By David C Howe, Rahul S Chauhan, Andrew T Soderberg and M Ronald Buckley.
There’s been plenty of discussion around how COVID-19 has and will impact the world of work. The move to greater remote working is one such example, and it’s likely that we’ll see more hybrid workplaces post-pandemic (at least for those that are able to do their jobs from home).
Recruitment and retention
Shifts in economies and industries could impact employee intention’s to find new fields of work. For example, for workers in industries like hospitality and travel that are heavily impacted by COVID-19 restrictions, the job market is complex. Many have been made redundant or are on furlough.
This leaves many workers looking for new work within industries where many are unlikely to hire new staff in the short term. That means workers in these industries may look for work elsewhere or retrain. In turn, these industries will find it difficult to recruit in the future, so will need to think about their employee value proposition and attraction strategies.
On the other hand, industries where remote working is possible may be in a better position to recruit, as remote work becomes more desirable.
Employers in all industries need to ensure they offer sufficient opportunities for learning and skill development to ensure workers have transferable skills, as markets and businesses continue to shift post-pandemic.
COVID-19 has blurred boundaries between work and home and put wellbeing at the top of the business agenda. With those going into their place of work potentially anxious about catching the virus, and those working remotely often struggling to manage the stress of balancing work and home life, organisations need a renewed focus on how they support employees. Indeed, the onus is on employers now more than ever given the blurring between work and home life.

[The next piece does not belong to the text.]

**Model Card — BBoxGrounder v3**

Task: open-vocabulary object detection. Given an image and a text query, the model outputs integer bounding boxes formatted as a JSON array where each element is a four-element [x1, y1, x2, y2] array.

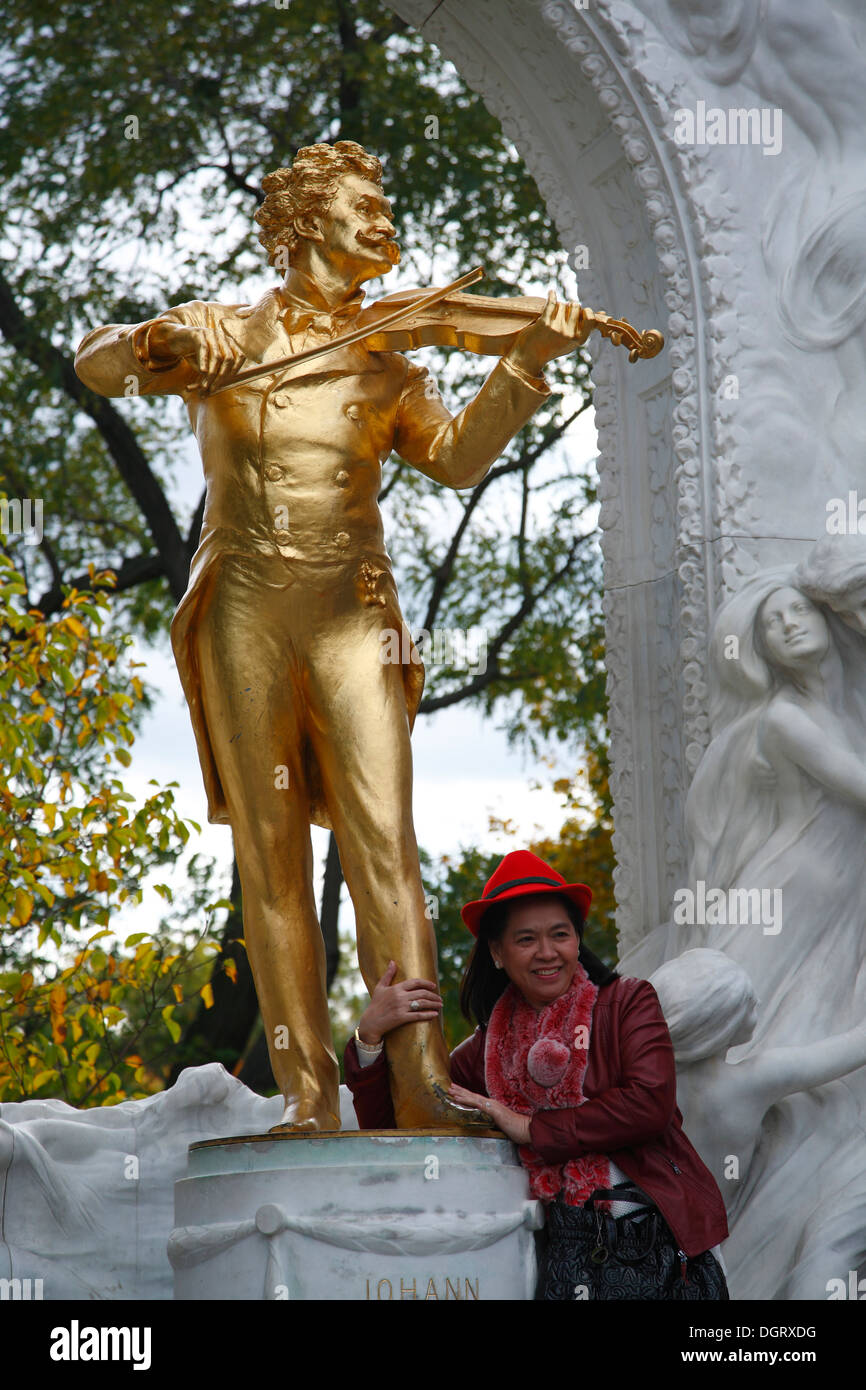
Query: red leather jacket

For those working remotely with caring responsibilities, managing work and non-work commitments has shifted dramatically. For many, the case has been made for better use of flexible working practices, including remote working (although working remotely during a pandemic is not a true flexible working arrangement). Longer term, organisations may reflect on how to be more creative with flexible working options, and individuals may reflect on what arrangements work best for their personal life and productivity. Employers that allow greater flexibility will inevitably have an advantage in the job market.
Changing people practices
As well as monitoring and updating recruitment, retention and wellbeing strategies in line with these potential shifts, people professionals have a key role to play in managing the potential impact of these shifts on different sections of the workforce. For example, those who are facing job insecurity. Making ethical workforce decisions and considering how to redeploy or upskill employees will be important, as well as prioritising wellbeing and providing proactive support.
With remote working unlikely to disappear post-pandemic, people professionals will need to ensure this and other flexible options are available across the workforce and not just for certain job roles, to ensure fairness and inclusion.
The authors note that it will be several years before the long term impact of the pandemic becomes clear. Organisations need to be aware of the potential shifts and consider what this means for their people strategy, and then adapt accordingly.